XXI. Tékuphat (révolution). Ce mot est employé par les Hébreux pour désigner le commencement des saisons, de sorte qu’il y a quatre tékuphat, celle d’automne, celle d’hiver, celle de printemps et celle d’été. Mais, par une anomalie étrange, les tékuphat reviennent périodiquement après une année solaire de 365 jours et 6 heures, tandis que l’année hébraïque moyenne est moins longue de près de 5 minutes ; il s’ensuit que les tékuphat retardent de plus en plus sur l’année hébraïque moyenne. Elles retardent encore plus sur la véritable année solaire, qui n’est que de 365 jours 5 h. 49’.

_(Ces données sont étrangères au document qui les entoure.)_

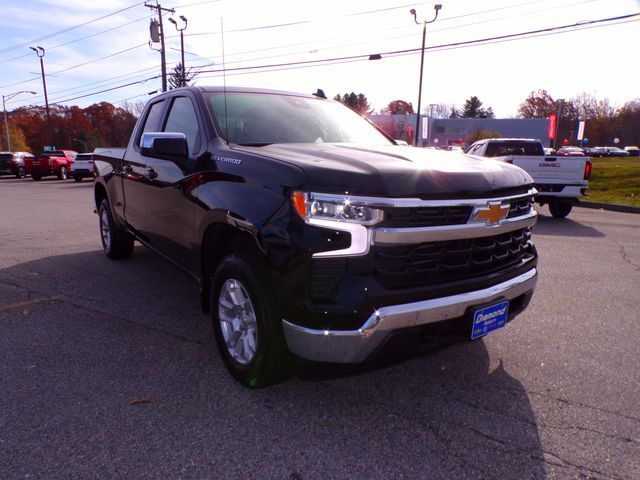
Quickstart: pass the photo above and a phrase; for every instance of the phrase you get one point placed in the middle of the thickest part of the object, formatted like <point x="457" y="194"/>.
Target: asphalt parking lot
<point x="109" y="370"/>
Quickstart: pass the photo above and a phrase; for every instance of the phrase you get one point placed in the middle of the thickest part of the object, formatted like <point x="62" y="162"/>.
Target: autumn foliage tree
<point x="357" y="102"/>
<point x="401" y="107"/>
<point x="473" y="109"/>
<point x="99" y="125"/>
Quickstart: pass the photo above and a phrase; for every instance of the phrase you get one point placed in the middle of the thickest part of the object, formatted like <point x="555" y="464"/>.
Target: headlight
<point x="334" y="207"/>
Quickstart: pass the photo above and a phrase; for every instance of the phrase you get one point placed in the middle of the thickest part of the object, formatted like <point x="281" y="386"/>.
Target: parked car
<point x="570" y="152"/>
<point x="560" y="181"/>
<point x="12" y="163"/>
<point x="633" y="151"/>
<point x="609" y="152"/>
<point x="82" y="167"/>
<point x="50" y="162"/>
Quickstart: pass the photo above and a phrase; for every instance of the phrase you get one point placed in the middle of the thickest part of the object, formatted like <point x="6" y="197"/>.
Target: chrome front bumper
<point x="354" y="346"/>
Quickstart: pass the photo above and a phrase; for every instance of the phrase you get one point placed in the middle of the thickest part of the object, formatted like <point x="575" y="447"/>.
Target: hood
<point x="395" y="171"/>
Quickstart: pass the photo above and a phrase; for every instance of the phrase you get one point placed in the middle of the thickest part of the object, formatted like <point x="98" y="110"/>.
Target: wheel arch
<point x="219" y="240"/>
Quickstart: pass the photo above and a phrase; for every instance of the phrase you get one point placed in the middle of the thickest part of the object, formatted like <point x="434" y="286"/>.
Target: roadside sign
<point x="551" y="132"/>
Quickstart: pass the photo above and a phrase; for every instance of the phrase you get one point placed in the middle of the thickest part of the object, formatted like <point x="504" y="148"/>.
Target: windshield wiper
<point x="254" y="144"/>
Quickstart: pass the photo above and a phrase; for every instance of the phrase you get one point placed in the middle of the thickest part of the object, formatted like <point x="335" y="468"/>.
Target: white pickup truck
<point x="560" y="180"/>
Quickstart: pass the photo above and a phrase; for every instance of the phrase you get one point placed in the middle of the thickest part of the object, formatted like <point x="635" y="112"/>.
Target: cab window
<point x="152" y="120"/>
<point x="182" y="118"/>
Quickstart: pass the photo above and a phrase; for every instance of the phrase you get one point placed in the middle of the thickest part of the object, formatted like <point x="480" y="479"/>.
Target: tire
<point x="560" y="209"/>
<point x="247" y="329"/>
<point x="116" y="243"/>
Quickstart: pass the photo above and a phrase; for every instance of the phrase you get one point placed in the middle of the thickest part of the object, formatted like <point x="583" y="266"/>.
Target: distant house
<point x="453" y="131"/>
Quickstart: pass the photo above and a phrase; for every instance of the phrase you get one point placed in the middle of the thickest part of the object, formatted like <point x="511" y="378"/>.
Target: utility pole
<point x="555" y="137"/>
<point x="40" y="53"/>
<point x="183" y="80"/>
<point x="159" y="9"/>
<point x="437" y="8"/>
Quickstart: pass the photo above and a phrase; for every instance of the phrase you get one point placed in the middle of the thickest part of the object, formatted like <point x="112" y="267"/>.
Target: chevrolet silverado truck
<point x="312" y="235"/>
<point x="50" y="162"/>
<point x="560" y="180"/>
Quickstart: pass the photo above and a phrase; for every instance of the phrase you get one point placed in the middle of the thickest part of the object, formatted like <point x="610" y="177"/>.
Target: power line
<point x="272" y="26"/>
<point x="336" y="60"/>
<point x="414" y="50"/>
<point x="36" y="40"/>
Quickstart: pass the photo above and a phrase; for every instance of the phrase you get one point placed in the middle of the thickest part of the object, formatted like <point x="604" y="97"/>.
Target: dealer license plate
<point x="488" y="319"/>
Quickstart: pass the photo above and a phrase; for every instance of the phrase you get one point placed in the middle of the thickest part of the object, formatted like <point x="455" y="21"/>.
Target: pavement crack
<point x="561" y="400"/>
<point x="138" y="324"/>
<point x="626" y="258"/>
<point x="590" y="430"/>
<point x="449" y="452"/>
<point x="18" y="305"/>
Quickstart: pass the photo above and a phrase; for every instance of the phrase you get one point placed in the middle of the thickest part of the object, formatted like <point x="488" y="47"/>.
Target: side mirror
<point x="165" y="145"/>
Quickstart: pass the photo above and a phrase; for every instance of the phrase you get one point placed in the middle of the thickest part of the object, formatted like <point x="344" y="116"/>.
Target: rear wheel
<point x="560" y="209"/>
<point x="247" y="329"/>
<point x="116" y="243"/>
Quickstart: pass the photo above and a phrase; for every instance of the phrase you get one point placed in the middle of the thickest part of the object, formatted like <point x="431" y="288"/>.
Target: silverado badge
<point x="491" y="214"/>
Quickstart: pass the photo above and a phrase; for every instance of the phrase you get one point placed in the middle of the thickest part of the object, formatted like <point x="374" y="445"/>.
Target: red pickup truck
<point x="51" y="162"/>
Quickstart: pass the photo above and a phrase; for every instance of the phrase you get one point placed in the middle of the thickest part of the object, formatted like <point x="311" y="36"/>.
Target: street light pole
<point x="40" y="53"/>
<point x="183" y="80"/>
<point x="555" y="137"/>
<point x="437" y="8"/>
<point x="6" y="119"/>
<point x="163" y="62"/>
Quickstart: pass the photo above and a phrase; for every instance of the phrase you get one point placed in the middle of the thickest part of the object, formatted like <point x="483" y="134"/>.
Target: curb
<point x="608" y="206"/>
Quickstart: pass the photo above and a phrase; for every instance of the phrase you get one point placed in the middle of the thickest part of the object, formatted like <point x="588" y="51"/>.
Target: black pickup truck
<point x="311" y="233"/>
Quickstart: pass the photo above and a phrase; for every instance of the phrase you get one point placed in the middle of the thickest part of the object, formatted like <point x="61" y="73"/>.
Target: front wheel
<point x="247" y="329"/>
<point x="560" y="209"/>
<point x="62" y="174"/>
<point x="116" y="243"/>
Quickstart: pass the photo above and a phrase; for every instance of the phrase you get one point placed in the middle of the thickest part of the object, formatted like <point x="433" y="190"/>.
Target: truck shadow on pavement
<point x="110" y="367"/>
<point x="564" y="227"/>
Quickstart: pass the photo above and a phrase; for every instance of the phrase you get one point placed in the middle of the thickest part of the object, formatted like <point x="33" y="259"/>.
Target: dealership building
<point x="453" y="131"/>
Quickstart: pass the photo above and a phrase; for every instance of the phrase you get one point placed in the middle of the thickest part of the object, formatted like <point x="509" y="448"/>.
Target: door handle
<point x="151" y="173"/>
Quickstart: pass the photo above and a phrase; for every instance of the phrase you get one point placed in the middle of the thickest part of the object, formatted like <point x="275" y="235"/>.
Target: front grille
<point x="426" y="216"/>
<point x="403" y="217"/>
<point x="407" y="266"/>
<point x="520" y="206"/>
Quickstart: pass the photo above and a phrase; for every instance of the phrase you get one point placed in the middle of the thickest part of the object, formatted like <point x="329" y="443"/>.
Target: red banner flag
<point x="551" y="133"/>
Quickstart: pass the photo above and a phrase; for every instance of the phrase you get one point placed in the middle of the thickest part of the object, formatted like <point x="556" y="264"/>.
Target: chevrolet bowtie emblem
<point x="491" y="214"/>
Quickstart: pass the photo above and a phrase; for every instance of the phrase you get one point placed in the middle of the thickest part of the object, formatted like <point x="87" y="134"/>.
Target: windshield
<point x="265" y="118"/>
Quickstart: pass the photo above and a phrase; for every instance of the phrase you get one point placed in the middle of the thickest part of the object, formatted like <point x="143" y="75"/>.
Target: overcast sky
<point x="90" y="49"/>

Ce dernier retard devient sensible après,un certain nombre de siècles ; aussi le célèbre Hillel, au quatrième siècle, a, dit-on, fait remonter toutes les tékuphat onze jours plus tôt, et, nonobstant cette réforme, elles sont aujourd’hui d’environ dix-sept jours en retard sur les saisons solaires.

XXII. La tékuphat du printemps, ou tékuphat-nisan, est arrivée en l’an 1867, le 7 avril, à 6 heures du matin, tandis que l’équinoxe du printemps a eu lieu le 20 mars, à 8 h. 4’ du soir.

Par suite de leur retard sur l’année solaire, les tékuphat ont nécessairement reculé de 12 jours depuis le quatrième siècle, et on constate ainsi qu’Hillel a dû alors fixer la tékuphat du printemps au 25 mars à midi (pour l’année bissextile), et, sans la suppression des 11 jours faite par ce réformateur, la tékuphat aurait même dû arriver le 5 avril au quatrième siècle. En acceptant cette donnée, il faut remonter jusqu’en l’an 2980, P. J., ou 1754 avant l’ère chrétienne, pour trouver la coïncidence de cette tékuphat avec l’équinoxe. Cette dernière date n’est antérieure que de 30 ans à la naissance de Moise, et il est probable que les Hébreux ont alors emprunté aux Égyptiens, parmi lesquels ils se trouvaient, la connaissance du jour de l’équinoxe, et l’usage d’en fixer le retour après une année complète de 365 jours et 6 heures. Telle était, en effet, la durée que les Égyptiens attribuaient dès lors à l’année solaire ; leur année civile ne comprenait, il est vrai, que 365 jours ; mais ils reconnaissaient que la fraction des heures négligées forçait le premier Thot de cette année vague à parcourir successivement toutes les saisons de l’année solaire, et à revenir à sa première place au bout d’une période de 1461 ans.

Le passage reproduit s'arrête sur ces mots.